Enzo Alves

Personal information
- Full name: Enzo Alves Vieira
- Date of birth: 16 September 2009 (age 16)
- Place of birth: Madrid, Spain
- Position: Forward

Team information
- Current team: Real Madrid
- Number: 39

Youth career
- 2014–2017: Santa Ana
- 2017–: Real Madrid

Senior career*
- Years: Team / Apps / (Gls)
- 2026–: Real Madrid / 0 / (0)

International career^{‡}
- 2023–2024: Spain U15 / 5 / (4)
- 2024–2025: Spain U16 / 4 / (2)
- 2025–: Spain U17 / 6 / (2)

= Enzo Alves =

Spanish professional footballer (born 2009)

Enzo Alves Vieira (born 16 September 2009) is a Spanish professional footballer who plays as a forward for La Liga club Real Madrid.

==Early life==
Alves was born in Madrid to Brazilian international footballer Marcelo and actress Clarice Alves.

==Club career==
Alves began his career with Santa Ana, where he spent three years before a move to Real Madrid, the club where his father had played for fifteen years. On his debut for the club's 'Infantil B' side, he scored a hat-trick. During his first years in the academy, he drew attention on social media as clips of his footballing ability were posted by his family.

In the 2018–19 season, Alves scored twenty-four goals, helping Real Madrid's 'Benjamin A' side to the title.

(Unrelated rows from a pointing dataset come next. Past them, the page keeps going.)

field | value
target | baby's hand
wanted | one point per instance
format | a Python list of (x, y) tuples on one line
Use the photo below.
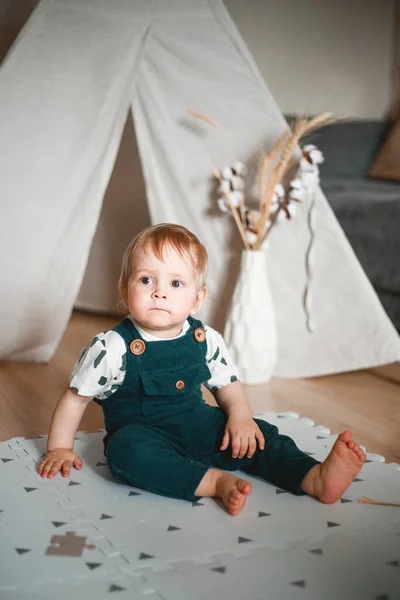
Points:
[(243, 435), (59, 459)]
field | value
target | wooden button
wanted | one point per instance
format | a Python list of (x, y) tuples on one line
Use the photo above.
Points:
[(199, 334), (137, 346)]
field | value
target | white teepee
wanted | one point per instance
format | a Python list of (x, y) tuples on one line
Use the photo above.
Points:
[(66, 88)]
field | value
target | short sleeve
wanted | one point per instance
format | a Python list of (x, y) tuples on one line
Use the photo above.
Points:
[(101, 366), (223, 371)]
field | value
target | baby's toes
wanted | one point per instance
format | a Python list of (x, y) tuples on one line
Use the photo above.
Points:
[(236, 495)]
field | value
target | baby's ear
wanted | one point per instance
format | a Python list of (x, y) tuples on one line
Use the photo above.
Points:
[(123, 293), (200, 299)]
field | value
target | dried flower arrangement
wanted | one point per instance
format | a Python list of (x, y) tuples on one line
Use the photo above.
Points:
[(277, 201)]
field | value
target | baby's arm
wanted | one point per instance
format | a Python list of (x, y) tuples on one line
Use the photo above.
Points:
[(241, 430), (64, 424)]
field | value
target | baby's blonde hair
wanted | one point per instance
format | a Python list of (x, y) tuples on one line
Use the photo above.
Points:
[(157, 237)]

Following his promotion to the 'Alevín A' side, he was part of the squad for the La Liga Promises tournament in 2021. In December of the following year, he signed his first contract with the club, having represented Real Madrid at the La Liga Promises tournament again, as the club won the competition earlier in the year.

Promoted to the 'Infantil A' side in the 2022–23 season, Alves notably scored a twenty-minute hat-trick against rivals Atlético Madrid on 11 January 2023 as his side won 5–2. In his first hundred games for the youth teams of Real Madrid, he scored 105 goals, earning praise from Spanish sports newspaper Marca for his goal-scoring ability, being labelled a "scoring machine".

==International career==
Though both of his parents are Brazilian, he was born in Spain, making him eligible to represent both nations. In April 2023, he chose to represent Spain, having been called up to their under-15 side for the Pinatar Cup. He made his debut for the side in the final game, featuring in a 2–1 win against England.